With a flicker of bipartisanship, work has begun on a significant reform of the nation’s main education law No Child Left Behind, which could end a lot of the frustration among students, parents and teachers with the emphasis it puts on testing students by shifting authority and decision making to the states and local school districts.
Members of the U.S. Senate Committee on Health, Education, Labor and Pensions began work April 28 to consider legislation drafted by Sens. Patty Murray, D-Washington, and Lamar Alexander, R-Tennessee, to reform No Child Left Behind, itself a revision of a 1965 law that sought to equalize funding and access to elementary and secondary education.
In announcing the legislation last week, Murray and Alexander admitted this is a compromise and includes provisions each wouldn’t have necessarily included on their own. But such compromises are key to bipartisan action.
The reforms, as written, would not do away with the current regimen of testing students in math and language arts each year in the third through eighth grades and again once in high school, as well as three science tests between the third and 12th grades. But the federal Department of Education would no longer mandate that the tests be used to evaluate teachers. Objections among Democrats in the Legislature and the teachers union to that requirement are what resulted in the state losing a waiver last year that cost school districts control of $40 million that instead went to tutors and for transportation of students to other school districts.

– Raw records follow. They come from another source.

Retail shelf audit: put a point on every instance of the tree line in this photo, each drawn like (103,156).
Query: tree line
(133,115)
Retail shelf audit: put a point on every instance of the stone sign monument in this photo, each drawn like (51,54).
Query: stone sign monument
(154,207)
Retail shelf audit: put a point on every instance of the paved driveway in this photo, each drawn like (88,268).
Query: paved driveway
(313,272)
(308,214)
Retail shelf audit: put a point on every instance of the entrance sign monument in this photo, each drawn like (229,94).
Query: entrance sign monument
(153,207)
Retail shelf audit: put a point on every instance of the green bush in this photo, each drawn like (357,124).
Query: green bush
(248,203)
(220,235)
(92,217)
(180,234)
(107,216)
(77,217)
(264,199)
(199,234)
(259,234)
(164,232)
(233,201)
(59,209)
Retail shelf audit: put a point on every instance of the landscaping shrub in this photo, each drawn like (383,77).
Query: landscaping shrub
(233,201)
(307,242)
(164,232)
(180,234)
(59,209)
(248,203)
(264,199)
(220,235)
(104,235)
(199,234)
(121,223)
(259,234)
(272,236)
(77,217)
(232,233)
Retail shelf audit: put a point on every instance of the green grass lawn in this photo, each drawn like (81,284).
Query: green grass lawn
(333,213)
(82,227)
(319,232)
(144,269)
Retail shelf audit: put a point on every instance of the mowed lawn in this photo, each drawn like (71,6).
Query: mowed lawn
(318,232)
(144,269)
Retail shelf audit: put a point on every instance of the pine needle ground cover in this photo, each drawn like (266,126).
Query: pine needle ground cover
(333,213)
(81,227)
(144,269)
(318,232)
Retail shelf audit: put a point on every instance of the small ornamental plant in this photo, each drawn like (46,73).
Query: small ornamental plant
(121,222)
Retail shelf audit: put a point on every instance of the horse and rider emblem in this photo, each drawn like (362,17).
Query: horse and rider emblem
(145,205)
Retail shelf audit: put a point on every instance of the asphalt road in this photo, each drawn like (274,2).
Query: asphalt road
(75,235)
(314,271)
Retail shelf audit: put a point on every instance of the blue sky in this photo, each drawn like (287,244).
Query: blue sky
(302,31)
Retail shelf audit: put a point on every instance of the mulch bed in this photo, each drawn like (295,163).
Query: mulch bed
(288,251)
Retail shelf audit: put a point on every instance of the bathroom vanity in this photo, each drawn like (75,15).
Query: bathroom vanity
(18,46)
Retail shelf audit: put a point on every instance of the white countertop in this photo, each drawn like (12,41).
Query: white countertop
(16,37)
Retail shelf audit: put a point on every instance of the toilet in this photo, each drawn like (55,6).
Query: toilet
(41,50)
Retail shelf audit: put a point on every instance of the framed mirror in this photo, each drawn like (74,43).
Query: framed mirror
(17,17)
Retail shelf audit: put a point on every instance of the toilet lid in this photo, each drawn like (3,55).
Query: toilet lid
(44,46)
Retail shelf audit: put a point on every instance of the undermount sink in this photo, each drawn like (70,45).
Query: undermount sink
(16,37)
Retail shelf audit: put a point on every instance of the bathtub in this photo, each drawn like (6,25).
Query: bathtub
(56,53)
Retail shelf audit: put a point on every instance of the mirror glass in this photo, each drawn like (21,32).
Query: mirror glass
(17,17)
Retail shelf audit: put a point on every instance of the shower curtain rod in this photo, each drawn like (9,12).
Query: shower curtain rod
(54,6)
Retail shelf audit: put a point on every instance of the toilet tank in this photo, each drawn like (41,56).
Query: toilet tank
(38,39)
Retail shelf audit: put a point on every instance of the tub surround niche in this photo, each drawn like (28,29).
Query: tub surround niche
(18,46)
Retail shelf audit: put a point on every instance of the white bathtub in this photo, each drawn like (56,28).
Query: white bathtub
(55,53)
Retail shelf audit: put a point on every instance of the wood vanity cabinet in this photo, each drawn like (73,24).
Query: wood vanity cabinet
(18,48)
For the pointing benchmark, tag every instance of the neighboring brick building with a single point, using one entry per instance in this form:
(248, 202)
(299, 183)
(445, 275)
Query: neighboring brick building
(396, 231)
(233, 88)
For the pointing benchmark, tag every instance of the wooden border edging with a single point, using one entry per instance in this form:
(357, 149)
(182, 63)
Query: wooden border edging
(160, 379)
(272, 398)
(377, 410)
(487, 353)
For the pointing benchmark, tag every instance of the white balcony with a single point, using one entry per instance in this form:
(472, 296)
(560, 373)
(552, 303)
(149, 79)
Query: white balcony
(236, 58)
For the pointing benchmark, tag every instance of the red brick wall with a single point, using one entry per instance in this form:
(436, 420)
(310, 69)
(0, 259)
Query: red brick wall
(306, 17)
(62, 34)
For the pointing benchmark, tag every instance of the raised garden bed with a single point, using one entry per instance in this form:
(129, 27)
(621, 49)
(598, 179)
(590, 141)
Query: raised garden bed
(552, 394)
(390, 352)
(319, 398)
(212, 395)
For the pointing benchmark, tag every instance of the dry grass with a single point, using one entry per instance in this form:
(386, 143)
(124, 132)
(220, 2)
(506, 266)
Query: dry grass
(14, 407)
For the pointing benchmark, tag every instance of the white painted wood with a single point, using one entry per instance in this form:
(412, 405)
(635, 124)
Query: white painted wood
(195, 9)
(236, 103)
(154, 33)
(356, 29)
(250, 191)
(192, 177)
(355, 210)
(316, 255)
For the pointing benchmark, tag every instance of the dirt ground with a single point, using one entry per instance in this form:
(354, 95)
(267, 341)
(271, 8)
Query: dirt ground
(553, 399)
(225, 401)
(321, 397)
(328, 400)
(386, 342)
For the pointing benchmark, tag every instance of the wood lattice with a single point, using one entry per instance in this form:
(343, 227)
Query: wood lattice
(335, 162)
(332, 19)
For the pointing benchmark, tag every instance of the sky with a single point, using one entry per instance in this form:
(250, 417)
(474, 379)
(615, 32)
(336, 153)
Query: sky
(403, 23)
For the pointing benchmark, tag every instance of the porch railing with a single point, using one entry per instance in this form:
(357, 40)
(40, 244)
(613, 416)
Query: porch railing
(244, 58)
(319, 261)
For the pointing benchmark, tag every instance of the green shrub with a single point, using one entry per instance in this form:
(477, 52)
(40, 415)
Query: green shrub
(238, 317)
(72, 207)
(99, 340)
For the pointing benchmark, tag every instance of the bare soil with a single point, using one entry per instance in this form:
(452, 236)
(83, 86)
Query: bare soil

In seeking to restore the waiver this year, the Legislature has been considering Senate Bill 5748, which would put off the requirement to use test scores in teacher evaluations for a year and would allow school districts to negotiate with local teachers unions on how much weight the scores would be given in evaluations. With Congress only starting work to reform No Child Left Behind and passage not guaranteed, the Legislature shouldn’t put off action to restore the waiver.
The proposed federal reforms would preserve accountability but would put the responsibility on the state to design its own checks to ensure students are learning and prepared for the next grade level and ultimately for college and/or careers. Testing, used primarily to measure student performance and direct the education of each child, should continue on the current schedule.
There is opposition to the reforms. The National Education Association, the parent of the Washington Education Association, still objects to the testing regimen the reforms preserve. And, the national union says, the bill doesn’t go far enough in addressing the inequities between schools with higher rates of low-income families and those with students from more affluent families.
If the reforms proposed by Murray and Alexander become law, Washington state and local school districts should take seriously the responsibilities that would be transferred from the federal level to them.
The Legislature is expected to increase K-12 education funding by as much as $1.4 billion this session as it continues work to meet its obligation to fully fund education. But the state’s obligation extends beyond spending money; it must ensure that spending results in improved educational outcomes for all students. The state, local school districts and their unions, parents and the community should work together to hold each other accountable.